Without a body, there are gut feelings; no hairs standing on the back of your neck; no rush of goose bumps; no pounding heart; no wrinkly, sweaty, scarred, stretched skin; no flushed cheeks, bouncing knees, downcast eyes, fleeting smiles, scrunched lips; no tongue sticking out in concentration; no flapping hands, open hands, holding hands; no sick-to-my-stomach disgust; no clarity gained from fresh air;, no perspective won by reaching the top of the mountain. A disembodied brain is missing so much without a body.

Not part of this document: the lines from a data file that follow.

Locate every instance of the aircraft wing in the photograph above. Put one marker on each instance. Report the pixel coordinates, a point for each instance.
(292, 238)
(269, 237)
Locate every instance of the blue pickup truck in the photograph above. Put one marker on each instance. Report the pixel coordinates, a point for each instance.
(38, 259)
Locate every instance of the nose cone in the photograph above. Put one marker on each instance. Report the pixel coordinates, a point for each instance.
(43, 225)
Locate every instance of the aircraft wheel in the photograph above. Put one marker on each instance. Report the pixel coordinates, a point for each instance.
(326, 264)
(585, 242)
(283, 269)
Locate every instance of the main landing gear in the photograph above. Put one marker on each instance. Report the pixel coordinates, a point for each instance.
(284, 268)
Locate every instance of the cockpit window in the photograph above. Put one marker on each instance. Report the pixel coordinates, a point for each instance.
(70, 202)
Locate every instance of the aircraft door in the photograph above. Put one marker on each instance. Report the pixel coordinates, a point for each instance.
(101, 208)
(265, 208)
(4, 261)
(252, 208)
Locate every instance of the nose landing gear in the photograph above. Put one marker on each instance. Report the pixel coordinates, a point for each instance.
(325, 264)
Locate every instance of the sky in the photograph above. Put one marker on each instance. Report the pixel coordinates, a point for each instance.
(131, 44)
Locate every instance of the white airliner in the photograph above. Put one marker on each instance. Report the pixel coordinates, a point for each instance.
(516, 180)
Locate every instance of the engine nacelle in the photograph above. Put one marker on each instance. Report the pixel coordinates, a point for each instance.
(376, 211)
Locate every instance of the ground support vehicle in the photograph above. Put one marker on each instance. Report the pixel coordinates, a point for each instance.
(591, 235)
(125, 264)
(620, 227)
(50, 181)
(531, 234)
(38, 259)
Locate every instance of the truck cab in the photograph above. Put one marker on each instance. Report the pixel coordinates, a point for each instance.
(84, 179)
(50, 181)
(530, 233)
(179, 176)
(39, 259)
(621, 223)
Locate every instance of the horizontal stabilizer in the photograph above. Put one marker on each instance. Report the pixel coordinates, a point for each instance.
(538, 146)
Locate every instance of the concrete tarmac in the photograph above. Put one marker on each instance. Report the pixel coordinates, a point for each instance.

Yesterday, my son wanted to play hide-and-seek in the backyard. Sitting in my wheelchair and bumping around the lumpy grass, I scanned for any spot where I could actually hide, let alone roll to quickly. “What else could we do?” I asked him. And so, we battled imaginary foes, wandered around slowly in uneven loops, made friends with creatures who pointed us to the magic tree, found keys to unlock it. Constraints are often the very thing that lead us to creativity, connection, discovery.

I don’t have control over what happens with AI on a global scale, but I do find myself thinking a lot about what it means to me personally. I live in a body that symbolizes impairment, disadvantage, a literal “handicap.” My embodiment—paralysis—is conjured when trying to describe an inability, a lack, an incapacity. I know what limitation of the body or mind means to the culture I live in. But as polished, proficient agents wheedle their way into more spaces, I feel a deep, weird, new kind of reverence for the confines of my specific materiality. Not because I’m terribly practiced at appreciating what it means to live inside of it, but because it’s a container I’ve long taken for granted. The rogue body feels uniquely alive, enviable, punk. In its inefficiency, its mortality, even in its pain and unreliability, my body holds a distinct knowing, a creative verve, an intuitive tug tethered entirely to this exact set of eyeballs and nostrils, crumbly bones and haywire nerves, muscly arms and scrawny legs, soft belly and hummingbird heartbeat.

And as I pry open my mind to the possibility that expressions of AI could free us up to be more human, I’m confronted with the haunting sense that AI will do the opposite. Instead of cultivating the rough aliveness of our humanity, these tools seem geared toward replacing our clunky human efforts. We long for the limitlessness that AI promises, but I worry the quest will lead us to a heartbreaking hollowing. I feel the ache right there on the edges of my human lungs.